Type4Py: Deep Similarity Learning-Based Type Inference for Python

Overview

Type4Py: Deep Similarity Learning-Based Type Inference for Python

GH Workflow

This repository contains the implementation of Type4Py and instructions for re-producing the results of the paper.

Dataset

For Type4Py, we use the ManyTypes4Py dataset. You can download the latest version of the dataset here. Also, note that the dataset is already de-duplicated.

Code De-deduplication

If you want to use your own dataset, it is essential to de-duplicate the dataset by using a tool like CD4Py.

Installation Guide

Requirements

  • Linux-based OS
  • Python 3.5 or newer
  • An NVIDIA GPU with CUDA support

Quick Install

git clone https://github.com/saltudelft/type4py.git && cd type4py
pip install .

Usage Guide

Follow the below steps to train and evaluate the Type4Py model.

1. Extraction

NOTE: Skip this step if you're using the ManyTypes4Py dataset.

$ type4py extract --c $DATA_PATH --o $OUTPUT_DIR --d $DUP_FILES --w $CORES

Description:

  • $DATA_PATH: The path to the Python corpus or dataset.
  • $OUTPUT_DIR: The path to store processed projects.
  • $DUP_FILES: The path to the duplicate files, i.e., the *.jsonl.gz file produced by CD4Py. [Optional]
  • $CORES: Number of CPU cores to use for processing projects.

2. Preprocessing

$ type4py preprocess --o $OUTPUT_DIR --l $LIMIT

Description:

  • $OUTPUT_DIR: The path that was used in the first step to store processed projects. For the MT4Py dataset, use the directory in which the dataset is extracted.
  • $LIMIT: The number of projects to be processed. [Optional]

3. Vectorizing

$ type4py vectorize --o $OUTPUT_DIR

Description:

  • $OUTPUT_DIR: The path that was used in the previous step to store processed projects.

4. Learning

$ type4py learn --o $OUTPUT_DIR --c --p $PARAM_FILE

Description:

  • $OUTPUT_DIR: The path that was used in the previous step to store processed projects.

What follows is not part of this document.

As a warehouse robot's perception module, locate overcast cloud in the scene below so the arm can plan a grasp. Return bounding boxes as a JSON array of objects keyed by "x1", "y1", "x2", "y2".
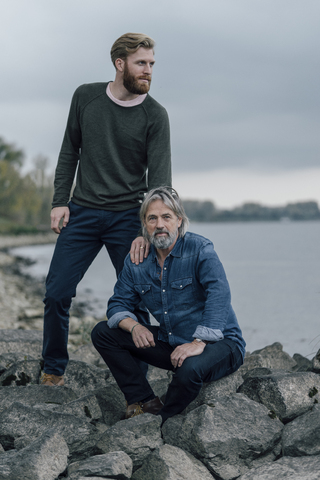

  • --c: Trains the complete model. Use type4py learn -h to see other configurations.

  • --p $PARAM_FILE: The path to user-provided hyper-parameters for the model. See this file as an example. [Optional]

5. Testing

$ type4py predict --o $OUTPUT_DIR --c

Description:

  • $OUTPUT_DIR: The path that was used in the first step to store processed projects.
  • --c: Predicts using the complete model. Use type4py predict -h to see other configurations.

6. Evaluating

$ type4py eval --o $OUTPUT_DIR --t c --tp 10

Description:

  • $OUTPUT_DIR: The path that was used in the first step to store processed projects.
  • --t: Evaluates the model considering different prediction tasks. E.g., --t c considers all predictions tasks, i.e., parameters, return, and variables. [Default: c]
  • --tp 10: Considers Top-10 predictions for evaluation. For this argument, You can choose a positive integer between 1 and 10. [Default: 10]

Use type4py eval -h to see other options.

Converting Type4Py to ONNX

To convert the pre-trained Type4Py model to the ONNX format, use the following command:

$ type4py to_onnx --o $OUTPUT_DIR

Description:

  • $OUTPUT_DIR: The path that was used in the usage section to store processed projects and the model.

VSCode Extension

vsm-version

Type4Py can be used in VSCode, which provides ML-based type auto-completion for Python files. The Type4Py's VSCode extension can be installed from the VS Marketplace here.

Type4Py Server

GH Workflow

The Type4Py server is deployed on our server, which exposes a public API and powers the VSCode extension. However, if you would like to deploy the Type4Py server on your own machine, you can adapt the server code here. Also, please feel free to reach out to us for deployment, using the pre-trained Type4Py model and how to train your own model by creating an issue.

Citing Type4Py

@article{mir2021type4py,
  title={Type4Py: Deep Similarity Learning-Based Type Inference for Python},
  author={Mir, Amir M and Latoskinas, Evaldas and Proksch, Sebastian and Gousios, Georgios},
  journal={arXiv preprint arXiv:2101.04470},
  year={2021}
}
Comments
  • Crash when trying to infer single file with freshly trained model using ManyTypes4Py

    Crash when trying to infer single file with freshly trained model using ManyTypes4Py

    Hello, thank you for creating and providing this great project! I plan to use this project for my bachelor thesis. Therefore, I am mainly interested in the inference functionality provided with infer.py on branch server (branch infer seems to be outdated). I am aware of the VS Code extension and the public JSON API. I, however, prefer to use this project locally.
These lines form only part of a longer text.